A number of professional StarCraft gamers have said they welcome the challenge of playing against bots. Two leading players told MIT Technology Review earlier this year that they were willing to fight bots on broadcast TV, as in the AlphaGo match, if asked. Executives at Alphabet’s AI-focused division, DeepMind, have hinted that they are interested in organizing such a competition in the future.

The event wouldn’t be much of a contest if it were held now. During the Sejong competition, Song, who ranks among the best StarCraft players globally, trounced all four bots involved in less than 27 minutes total. (The longest match lasted about 10 and a half minutes; the shortest, just four and a half.) That was true even though the bots were able to move much faster and control multiple tasks at the same time. At one point, the StarCraft bot developed in Norway was completing 19,000 actions per minute. Most professional StarCraft players can’t make more than a few hundred moves a minute.

Song, 29, said the bots approached the game differently from the way humans do. “We professional gamers initiate combat only when we stand a chance of victory with our army and unit-control skills,” he said in a post-competition interview with MIT Technology Review. In contrast, the bots tried to keep their units alive without making any bold decisions. (In StarCraft, players have to destroy all of their competitors’ resources by scouting and patrolling opponents’ territory and implementing battle strategies.)

Song did find the bots impressive on some level. “The way they managed their units when they defended against my attacks was stunning at some points,” he said.

Kim Kyung-joong, the Sejong University computer engineering professor who organized the competition, said the bots were constrained, in part, by the lack of widely available training data related to StarCraft. “AlphaGo improved its competitiveness and saw progress by learning from data [about the game Go],” Kim pointed out.

That will change soon.
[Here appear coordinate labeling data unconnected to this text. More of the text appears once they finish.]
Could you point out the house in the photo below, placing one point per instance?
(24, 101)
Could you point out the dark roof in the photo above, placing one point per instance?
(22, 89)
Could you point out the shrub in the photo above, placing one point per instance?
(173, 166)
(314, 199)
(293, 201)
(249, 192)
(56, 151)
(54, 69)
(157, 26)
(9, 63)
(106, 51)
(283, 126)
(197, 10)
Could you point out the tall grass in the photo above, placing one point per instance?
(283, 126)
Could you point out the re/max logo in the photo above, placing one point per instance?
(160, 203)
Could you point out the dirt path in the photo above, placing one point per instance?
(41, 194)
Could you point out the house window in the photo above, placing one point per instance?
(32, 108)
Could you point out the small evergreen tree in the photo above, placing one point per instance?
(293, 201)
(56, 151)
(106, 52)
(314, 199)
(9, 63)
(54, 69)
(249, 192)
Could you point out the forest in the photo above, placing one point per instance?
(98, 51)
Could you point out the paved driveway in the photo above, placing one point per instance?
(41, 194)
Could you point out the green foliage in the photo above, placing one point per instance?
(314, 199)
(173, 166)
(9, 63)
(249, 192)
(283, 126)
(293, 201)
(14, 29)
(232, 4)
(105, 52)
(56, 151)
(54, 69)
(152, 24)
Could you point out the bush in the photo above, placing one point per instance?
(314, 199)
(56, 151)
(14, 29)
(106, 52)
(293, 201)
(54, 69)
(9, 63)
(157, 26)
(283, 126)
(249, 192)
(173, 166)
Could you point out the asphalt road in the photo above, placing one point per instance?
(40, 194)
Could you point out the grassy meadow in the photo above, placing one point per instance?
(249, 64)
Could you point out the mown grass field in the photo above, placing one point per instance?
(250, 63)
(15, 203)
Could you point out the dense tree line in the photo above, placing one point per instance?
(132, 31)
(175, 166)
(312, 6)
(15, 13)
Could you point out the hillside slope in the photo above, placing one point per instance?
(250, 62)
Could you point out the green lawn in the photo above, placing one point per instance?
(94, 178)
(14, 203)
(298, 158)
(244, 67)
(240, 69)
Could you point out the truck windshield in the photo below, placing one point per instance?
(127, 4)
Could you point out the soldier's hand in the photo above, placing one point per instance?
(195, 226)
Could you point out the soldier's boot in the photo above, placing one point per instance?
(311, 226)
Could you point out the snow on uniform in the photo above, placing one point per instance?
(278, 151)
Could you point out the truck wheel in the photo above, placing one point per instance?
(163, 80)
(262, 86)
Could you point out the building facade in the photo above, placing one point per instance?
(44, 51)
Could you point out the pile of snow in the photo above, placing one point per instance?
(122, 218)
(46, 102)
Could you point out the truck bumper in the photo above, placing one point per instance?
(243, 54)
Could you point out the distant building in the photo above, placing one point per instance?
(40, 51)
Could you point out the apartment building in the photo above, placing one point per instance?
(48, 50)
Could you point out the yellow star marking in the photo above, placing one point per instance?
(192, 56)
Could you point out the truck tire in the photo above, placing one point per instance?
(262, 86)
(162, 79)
In August, DeepMind and the games company Blizzard Entertainment released a long-awaited set of AI development tools compatible with StarCraft II, the version of the game that is most popular among professional players.

Other experts now predict that bots will be able to vanquish professional StarCraft players once they are trained properly. “When AI bots are equipped with [high-level] decision-making systems like AlphaGo, humans will never be able to win,” says Jung Han-min, a computer science and engineering professor at the University of Science and Technology in Korea.